Friday, August 06, 2010
I just don't get invited to the right parties
Just something that struck me in the context of the Charles Taylor trial (and rilly, does anyone at all believe that the mysterious gift to a supermodel is the only piece of evidence connecting Taylor to the RUF? Is this a bad movie?). Everyone's concentrating on Naomi Campbell, but what the fuck was Quincy Jones doing there? Why was Mia Farrow scoffing appetizers with Charles Taylor? Imran Khan, anyone? This was 1997, shortly after Taylor had been elected post-civil-war President of Liberia and at least three or four years after anyone might have had any excuse at all for not knowing what kind of a bastard he was.
More to the point, what was Nelson Mandela doing there? The presence of Campbell, Farrow, Jones and the other celebs is actually quite easy to understand; this was a promotional dinner for a luxury train service that had just been launched. The PR agency had, correctly, assessed that if they got Mandela in as the super-double-alpha-prime-A-list "anchor tenant", it would be child's play to get a bunch of merely A-list celebrities in to bask in the glamour, which would ensure sufficient publicity and attract the real targets of the dinner - various rich people and corporate cronies who they wanted to book seats on their train. It's a simple matter of topology; the purpose of having Naomi Campbell there is that not everyone can sit next to Nelson Mandela, and the purpose of having Mia Farrow there is that not everyone can sit next to Naomi Campbell. I presume that the celebrities present are under the impression that they're attending a salon to discuss world peace, but I know a lad who has a job organising similar events, and for brutal commercial cynicism, he makes me look like Vashti Bunyan.
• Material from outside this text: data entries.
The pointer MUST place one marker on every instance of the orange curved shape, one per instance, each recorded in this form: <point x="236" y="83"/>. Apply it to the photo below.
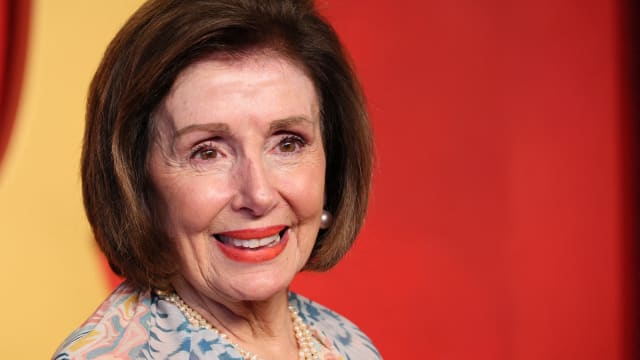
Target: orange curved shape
<point x="14" y="29"/>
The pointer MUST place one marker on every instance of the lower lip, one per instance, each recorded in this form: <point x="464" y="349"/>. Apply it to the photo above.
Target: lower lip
<point x="254" y="255"/>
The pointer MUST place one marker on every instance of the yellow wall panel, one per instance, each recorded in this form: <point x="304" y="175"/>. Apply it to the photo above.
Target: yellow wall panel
<point x="49" y="265"/>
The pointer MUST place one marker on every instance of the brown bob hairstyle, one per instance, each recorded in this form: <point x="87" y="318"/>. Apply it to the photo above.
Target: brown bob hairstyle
<point x="138" y="69"/>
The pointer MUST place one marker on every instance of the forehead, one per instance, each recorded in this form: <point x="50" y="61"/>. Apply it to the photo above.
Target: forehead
<point x="221" y="88"/>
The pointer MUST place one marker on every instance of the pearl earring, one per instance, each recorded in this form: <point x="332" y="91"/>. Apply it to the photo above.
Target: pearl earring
<point x="325" y="219"/>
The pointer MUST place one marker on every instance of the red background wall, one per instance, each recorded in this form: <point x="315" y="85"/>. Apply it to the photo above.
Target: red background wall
<point x="497" y="225"/>
<point x="496" y="228"/>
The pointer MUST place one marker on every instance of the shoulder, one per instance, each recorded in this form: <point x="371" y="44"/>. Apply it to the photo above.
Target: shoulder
<point x="342" y="334"/>
<point x="119" y="325"/>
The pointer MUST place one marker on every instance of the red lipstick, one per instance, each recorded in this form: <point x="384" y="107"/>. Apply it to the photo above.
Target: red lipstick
<point x="254" y="255"/>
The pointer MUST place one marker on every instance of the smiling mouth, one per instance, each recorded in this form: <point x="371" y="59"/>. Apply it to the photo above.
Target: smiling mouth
<point x="251" y="240"/>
I am not sure whether Taylor was invited in his capacity as a celebrity (any president of anywhere is someone that people will pay money to sit next to, especially in the land of natural resource curse), or in his personal capacity as a consumer of luxury goods. But it's pretty clear to me that the event basically revolved around the man who people who people pay money to sit next to will pay money to sit next to; Mandela himself, who was apparently giving the apostolic seal of approval to one of the last twenty years' worst people.
I think that the underlying story here is one that South African journalists regularly write about - the fact that for the last ten to fifteen years, Mandela has suffered from an inability to say no to a crowd of hangers-on, particularly when one of his charities (who in my opinion really ought to have a lot more imagination in their fund raising than constantly relying on the personal star power of their patron) is involved. As a result of this, he has been spread out thinner than jam on a boarding-house scone.
 Or even that having given a bag of diamonds to a model is actually anything more than circumstantial evidence of gun running in any case. Quite apart from the fact that Liberia mines its own diamonds and so there's no way of telling that the presents were Leonean, the bad thing that Taylor is accused of is sending guns to Sierra Leone, not taking diamonds from it, per se. If you followed the press coverage of this trial you would conclude that it was a case that was all about "blood diamonds" and wonder if the Hague tribunal attached some religious significance to handling stones that had not been blessed by the De Beers corporation. I've written on "blood diamonds" before, but I honestly think some people writing about the Campbell appearance seem to believe that they are literally covered in blood.
 There is an off-chance that there's more to the Mandela/Taylor connection than meets the eye here, as they are both friends of Moammar Qadaffi. But the timing doesn't really match up here, and I don't see why the Mandela/Qadaffi relationship, which is based partly on Qadaffi's support for the ANC in the tough years, and partly on the fact that two regional superpowers ought to make an effort to get along, would translate into a relationship with one of Qadaffi's old proteges.